Monday, Dec. 24, 1973

Kissinger: Less Fun But More Awe

TIME Diplomatic Editor Jerrold L. Schecter has closely followed the career and fortunes of Henry Kissinger. His appraisal of the Secretary of State today:

Kissinger knows that President Nixon is wounded, but he cannot admit the obvious. When he is in Washington, he still sees Nixon for a half-hour every morning, but the atmosphere of their meetings is more relaxed. Kissinger no longer has to prove his loyalty to the President, nor does he have to worry about being undercut by the White House palace guard. Nixon now allows

Kissinger a new latitude of near autonomy. As Sir Alec Douglas-Home said in London last week, Kissinger is no longer an agent of the President, but a "creative statesman" in his own right, "who has the support of the President of the United States."

When he moved to the State Department, there was speculation that Kissinger would institutionalize his policies. Instead, he has become the institution. In foreign affairs, Nixon is still commander in chief, but Kissinger has asserted himself as both strategist and tactician with such sweeping command that there is no one in the White House to challenge his power. The State Department, so often derogated by the President and his aides, has been relatively untainted by Watergate. Kissinger is known to believe that it would be difficult, if not impossible, to conduct foreign policy from the White House in the present climate. But he is sensitive to Nixon's plight, and in defending the presidency, he indirectly defends him.

Overseas, there has been little impact so far from charges that Kissinger was responsible for raising the security concerns in the White House that led to the organization of the "plumbers" unit. Kissinger acknowledges that he had a sense of outrage when the Pentagon papers were published. Not only did he think that it was morally wrong for Daniel Ellsberg to leak the papers, but he was deeply concerned that their publication would destroy negotiations with the North Vietnamese and the Chinese. Although Kissinger stressed the dangers of leaks in his talks with Nixon, he insists that he never in his wildest dreams believed that the White House response would be the plumbers.

The policymaking restraints imposed on Kissinger by domestic political matters and Nixon's re-election campaign have been removed. Now he can face more basic considerations: how to maintain American prestige and economic power in the world. Kissinger's biggest problem is his lack of economic expertise and an economic team; he has been late in building one. He has also moved late to take command in the field of international oil and energy. Kissinger remains a stern, demanding taskmaster with Teutonic thoroughness. He uses the department more than when he was only a presidential adviser, but the operation is still based on a small personal team. His demands for perfection have not altered: his NATO statement went through a dozen drafts.

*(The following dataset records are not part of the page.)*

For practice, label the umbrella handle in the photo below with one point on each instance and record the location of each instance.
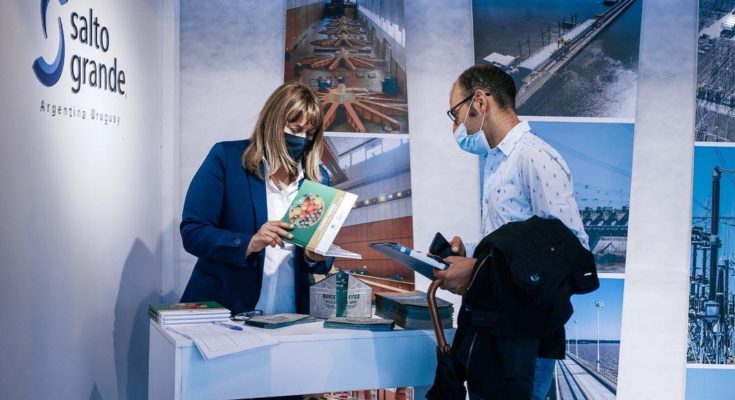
(441, 340)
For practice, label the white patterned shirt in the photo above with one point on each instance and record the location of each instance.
(524, 176)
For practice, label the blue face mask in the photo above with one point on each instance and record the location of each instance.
(295, 145)
(475, 143)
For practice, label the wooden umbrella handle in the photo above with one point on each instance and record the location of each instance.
(441, 340)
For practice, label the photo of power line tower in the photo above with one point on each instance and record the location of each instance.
(711, 293)
(600, 158)
(590, 370)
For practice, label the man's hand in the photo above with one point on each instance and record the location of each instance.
(456, 278)
(458, 246)
(311, 256)
(269, 234)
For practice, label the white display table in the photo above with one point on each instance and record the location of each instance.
(308, 359)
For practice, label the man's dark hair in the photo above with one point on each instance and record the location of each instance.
(492, 80)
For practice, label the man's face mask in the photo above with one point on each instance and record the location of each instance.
(475, 143)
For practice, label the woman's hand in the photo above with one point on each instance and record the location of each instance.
(458, 246)
(314, 256)
(270, 234)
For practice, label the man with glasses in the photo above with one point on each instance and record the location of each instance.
(521, 176)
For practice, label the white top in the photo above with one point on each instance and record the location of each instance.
(524, 176)
(277, 293)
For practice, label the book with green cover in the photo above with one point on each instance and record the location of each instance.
(279, 320)
(317, 214)
(370, 324)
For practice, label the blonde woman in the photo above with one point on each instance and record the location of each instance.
(235, 201)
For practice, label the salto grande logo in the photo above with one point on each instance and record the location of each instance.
(88, 31)
(85, 72)
(49, 74)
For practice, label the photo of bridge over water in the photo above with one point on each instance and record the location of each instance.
(577, 58)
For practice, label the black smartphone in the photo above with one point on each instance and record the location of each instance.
(440, 247)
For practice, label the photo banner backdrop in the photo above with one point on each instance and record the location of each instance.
(601, 180)
(354, 55)
(576, 58)
(710, 353)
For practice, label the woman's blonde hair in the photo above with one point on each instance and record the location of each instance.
(291, 103)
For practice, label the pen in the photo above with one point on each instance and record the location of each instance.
(233, 327)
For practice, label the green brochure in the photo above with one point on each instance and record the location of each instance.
(317, 214)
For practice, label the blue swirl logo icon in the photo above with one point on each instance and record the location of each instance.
(49, 74)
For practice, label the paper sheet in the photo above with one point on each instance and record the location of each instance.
(216, 341)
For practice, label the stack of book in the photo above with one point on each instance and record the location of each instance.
(411, 310)
(188, 313)
(368, 324)
(275, 321)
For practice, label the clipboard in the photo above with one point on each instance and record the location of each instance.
(416, 260)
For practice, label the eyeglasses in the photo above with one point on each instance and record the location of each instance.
(452, 110)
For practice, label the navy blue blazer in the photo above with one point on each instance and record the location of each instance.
(224, 207)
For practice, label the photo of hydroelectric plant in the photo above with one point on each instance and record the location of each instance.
(715, 72)
(577, 58)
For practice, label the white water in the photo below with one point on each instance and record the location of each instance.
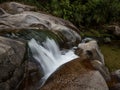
(49, 56)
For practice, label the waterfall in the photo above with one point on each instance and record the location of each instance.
(49, 56)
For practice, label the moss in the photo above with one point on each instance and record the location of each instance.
(112, 56)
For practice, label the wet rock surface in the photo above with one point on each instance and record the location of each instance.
(11, 63)
(74, 76)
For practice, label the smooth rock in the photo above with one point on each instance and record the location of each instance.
(11, 63)
(72, 76)
(90, 50)
(116, 75)
(97, 65)
(11, 51)
(115, 29)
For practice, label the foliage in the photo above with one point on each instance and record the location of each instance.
(80, 12)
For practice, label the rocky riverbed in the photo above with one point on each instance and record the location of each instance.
(19, 71)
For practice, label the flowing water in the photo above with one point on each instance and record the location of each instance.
(49, 56)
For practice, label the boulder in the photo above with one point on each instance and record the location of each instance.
(89, 49)
(37, 20)
(116, 75)
(11, 51)
(11, 63)
(14, 7)
(97, 65)
(74, 76)
(115, 87)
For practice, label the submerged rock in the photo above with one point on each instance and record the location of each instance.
(97, 65)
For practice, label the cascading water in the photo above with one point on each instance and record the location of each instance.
(49, 56)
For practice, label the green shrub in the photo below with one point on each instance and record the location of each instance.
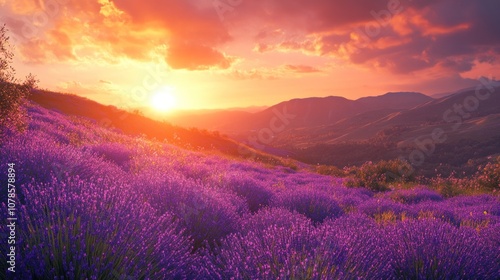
(378, 176)
(13, 92)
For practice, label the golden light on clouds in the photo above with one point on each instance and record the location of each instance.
(270, 48)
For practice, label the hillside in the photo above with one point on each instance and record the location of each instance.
(338, 131)
(93, 202)
(135, 124)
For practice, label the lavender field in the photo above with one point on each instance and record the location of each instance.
(96, 204)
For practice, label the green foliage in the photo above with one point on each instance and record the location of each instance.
(485, 180)
(489, 176)
(13, 92)
(378, 176)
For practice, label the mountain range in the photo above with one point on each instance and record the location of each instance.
(329, 130)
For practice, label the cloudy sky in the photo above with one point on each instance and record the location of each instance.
(234, 53)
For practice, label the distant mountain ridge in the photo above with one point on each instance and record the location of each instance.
(307, 112)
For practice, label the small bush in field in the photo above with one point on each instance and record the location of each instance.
(414, 196)
(314, 204)
(272, 216)
(277, 253)
(489, 176)
(113, 152)
(13, 92)
(432, 249)
(377, 176)
(254, 192)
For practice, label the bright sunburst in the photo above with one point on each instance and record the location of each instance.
(163, 100)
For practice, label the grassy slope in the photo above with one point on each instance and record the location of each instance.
(134, 124)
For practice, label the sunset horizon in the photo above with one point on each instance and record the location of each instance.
(216, 54)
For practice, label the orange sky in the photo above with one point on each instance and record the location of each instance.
(237, 53)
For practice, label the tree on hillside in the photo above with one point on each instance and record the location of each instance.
(13, 92)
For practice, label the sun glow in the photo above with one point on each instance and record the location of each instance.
(163, 100)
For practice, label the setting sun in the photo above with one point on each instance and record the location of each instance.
(163, 100)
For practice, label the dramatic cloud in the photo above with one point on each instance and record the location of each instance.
(400, 35)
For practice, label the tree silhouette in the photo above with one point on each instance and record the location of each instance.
(13, 92)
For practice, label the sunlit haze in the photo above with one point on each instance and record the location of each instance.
(219, 54)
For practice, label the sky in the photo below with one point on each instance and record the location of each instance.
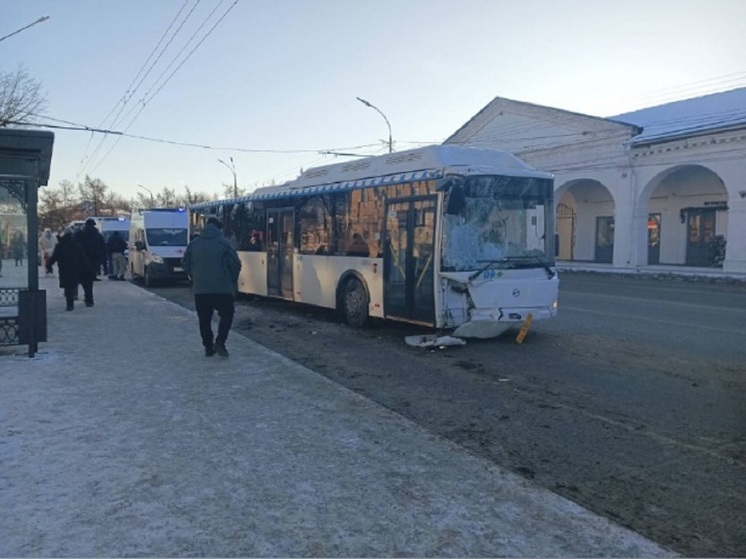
(273, 84)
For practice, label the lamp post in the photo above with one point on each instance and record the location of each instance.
(232, 167)
(152, 198)
(367, 104)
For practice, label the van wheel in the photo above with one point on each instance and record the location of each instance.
(355, 303)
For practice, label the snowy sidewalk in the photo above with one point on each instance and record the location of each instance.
(121, 439)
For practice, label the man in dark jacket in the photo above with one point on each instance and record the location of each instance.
(71, 264)
(94, 247)
(213, 265)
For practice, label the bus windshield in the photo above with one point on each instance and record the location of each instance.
(162, 236)
(498, 220)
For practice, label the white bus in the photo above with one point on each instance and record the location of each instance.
(157, 241)
(445, 236)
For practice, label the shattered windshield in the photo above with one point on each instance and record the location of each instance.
(505, 221)
(167, 236)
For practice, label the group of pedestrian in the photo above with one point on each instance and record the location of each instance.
(78, 255)
(210, 261)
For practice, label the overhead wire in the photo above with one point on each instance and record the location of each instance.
(132, 88)
(145, 102)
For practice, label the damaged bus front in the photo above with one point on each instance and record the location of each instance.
(497, 266)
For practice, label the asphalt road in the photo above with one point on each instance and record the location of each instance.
(631, 403)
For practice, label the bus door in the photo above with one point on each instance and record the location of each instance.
(280, 252)
(409, 290)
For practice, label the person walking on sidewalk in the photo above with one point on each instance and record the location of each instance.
(94, 247)
(71, 265)
(116, 246)
(213, 266)
(47, 242)
(17, 247)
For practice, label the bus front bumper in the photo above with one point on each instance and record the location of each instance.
(490, 323)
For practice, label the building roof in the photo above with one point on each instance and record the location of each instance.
(690, 117)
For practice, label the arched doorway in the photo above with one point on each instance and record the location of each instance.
(585, 222)
(688, 207)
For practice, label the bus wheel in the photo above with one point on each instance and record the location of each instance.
(355, 303)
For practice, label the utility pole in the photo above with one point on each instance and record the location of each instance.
(152, 198)
(367, 104)
(232, 168)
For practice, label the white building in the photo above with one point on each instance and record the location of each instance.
(651, 187)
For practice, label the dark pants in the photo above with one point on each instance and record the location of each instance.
(206, 303)
(71, 293)
(87, 284)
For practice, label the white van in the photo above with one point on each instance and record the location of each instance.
(107, 225)
(157, 241)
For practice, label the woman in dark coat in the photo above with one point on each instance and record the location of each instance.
(72, 265)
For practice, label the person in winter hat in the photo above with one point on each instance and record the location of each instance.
(71, 265)
(94, 247)
(213, 265)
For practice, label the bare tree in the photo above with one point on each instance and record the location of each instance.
(21, 98)
(93, 193)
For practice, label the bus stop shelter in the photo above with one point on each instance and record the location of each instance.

Kissinger still takes time to trade quips with the press on his tours. The smiles and the charm are there, but there is a new caution, an extra moment of thought before he delivers his carefully phrased answers. There is less time for sleep (five hours a night) and more demands for him to fulfill the protocol role of office. The playboy of the West Wing has become the serious statesman.

While he is less fun to be with these days, Kissinger is unquestionably surer of himself. Those who have followed him sense that he is also more careful and more calculating. For the first time, even Henry Kissinger seems awed by the power and responsibility he holds as Secretary of State.